1. A backlight adjusting structure, comprising:

the waveguide plate comprises a first side light incoming surface, a second side light incoming surface and a surface, wherein the first side light incoming surface and the second side light incoming surface are opposite, and the surface is connected with the first side light incoming surface and the second side light incoming surface;

a second light source located at the second side entrance face of the waveguide plate;

the multiple groups of gradient grating structures are positioned on the surface of the waveguide plate, and the grating periods in each group of gradient grating structures are sequentially reduced in the direction from the first light source to the second light source; the groups of the gradual-change grating structures are configured to converge the light rays emitted by the waveguide plate when only the first light source enters light and diverge the light rays emitted by the waveguide plate when only the second light source enters light;

the multiple groups of the gradual-change grating structures are configured to converge light rays emitted by the waveguide plate at different position points when only the first light source enters light, wherein the grating structures in any two groups of the gradual-change grating structures are the same;

the gradual-change grating structures are configured to converge light rays emitted from the waveguide plate to the same position point when only the first light source enters light, wherein for any two adjacent groups of the gradual-change grating structures, the minimum grating period of the gradual-change grating structure close to the first light source is larger than the maximum grating period of the gradual-change grating structure far away from the first light source in the direction from the first light source to the second light source.

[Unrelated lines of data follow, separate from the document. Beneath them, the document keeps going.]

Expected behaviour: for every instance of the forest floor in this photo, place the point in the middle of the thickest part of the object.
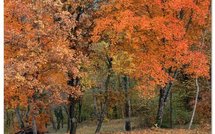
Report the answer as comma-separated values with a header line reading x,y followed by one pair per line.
x,y
117,127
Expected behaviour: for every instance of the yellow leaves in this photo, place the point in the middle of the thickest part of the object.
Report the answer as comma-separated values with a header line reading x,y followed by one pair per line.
x,y
53,77
123,62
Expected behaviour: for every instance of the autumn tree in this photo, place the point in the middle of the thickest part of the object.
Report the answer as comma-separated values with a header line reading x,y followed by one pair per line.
x,y
161,36
40,55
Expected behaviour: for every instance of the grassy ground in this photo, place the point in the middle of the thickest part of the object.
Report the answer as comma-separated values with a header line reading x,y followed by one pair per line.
x,y
117,127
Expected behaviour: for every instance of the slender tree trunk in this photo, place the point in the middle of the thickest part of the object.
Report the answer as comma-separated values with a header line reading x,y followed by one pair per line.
x,y
164,93
73,121
52,121
115,111
34,126
104,107
79,110
170,109
160,108
127,105
19,118
95,105
196,101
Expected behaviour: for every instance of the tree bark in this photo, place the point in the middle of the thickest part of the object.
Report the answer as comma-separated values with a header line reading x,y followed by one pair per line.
x,y
34,126
79,110
127,105
160,108
73,122
196,101
164,93
170,109
19,118
104,107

2. The backlight modulation structure of claim 1 wherein the smaller the range of variation of the grating period within the graded grating structure, the further the location points of convergence are from the surface.

3. The backlight modulation structure of any one of claims 1-2 wherein the surface is a light-exiting surface of the waveguide plate.

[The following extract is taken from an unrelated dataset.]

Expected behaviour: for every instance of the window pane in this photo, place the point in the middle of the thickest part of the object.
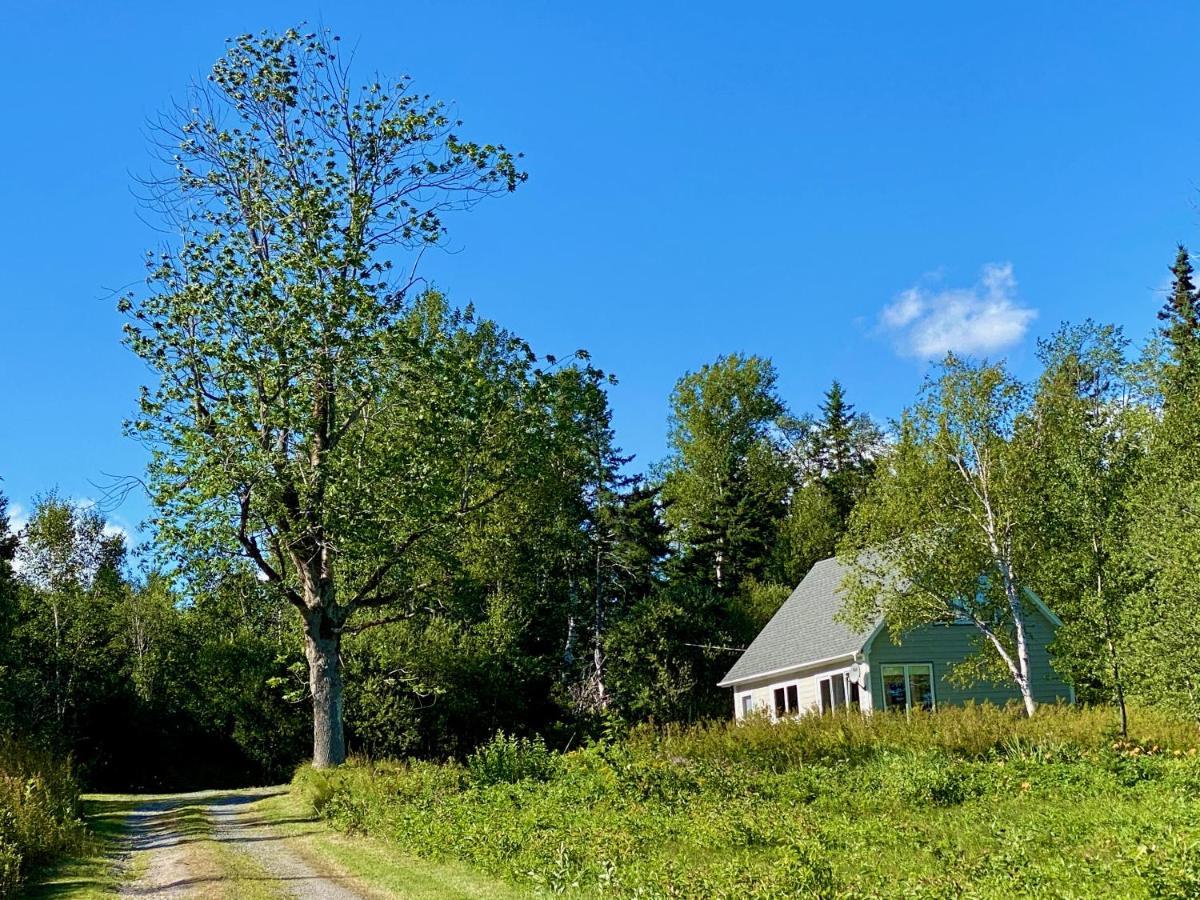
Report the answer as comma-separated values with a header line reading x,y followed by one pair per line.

4. The backlight modulation structure of any one of claims 1-2 wherein the surface is a side of the waveguide plate opposite the exit surface, and a side of the graded grating structure facing away from the waveguide plate is further covered with a reflective layer.

5. A display device comprising the backlight adjusting structure according to any one of claims 1 to 4, further comprising an opposite substrate opposite to the backlight adjusting structure, and a liquid crystal layer between the backlight adjusting structure and the opposite substrate.

6. The display device according to claim 5, wherein the display device comprises a plurality of pixel units; the gradual change grating structures correspond to the pixel units one by one; or, a group of the gradient grating structures corresponds to a plurality of the pixel units.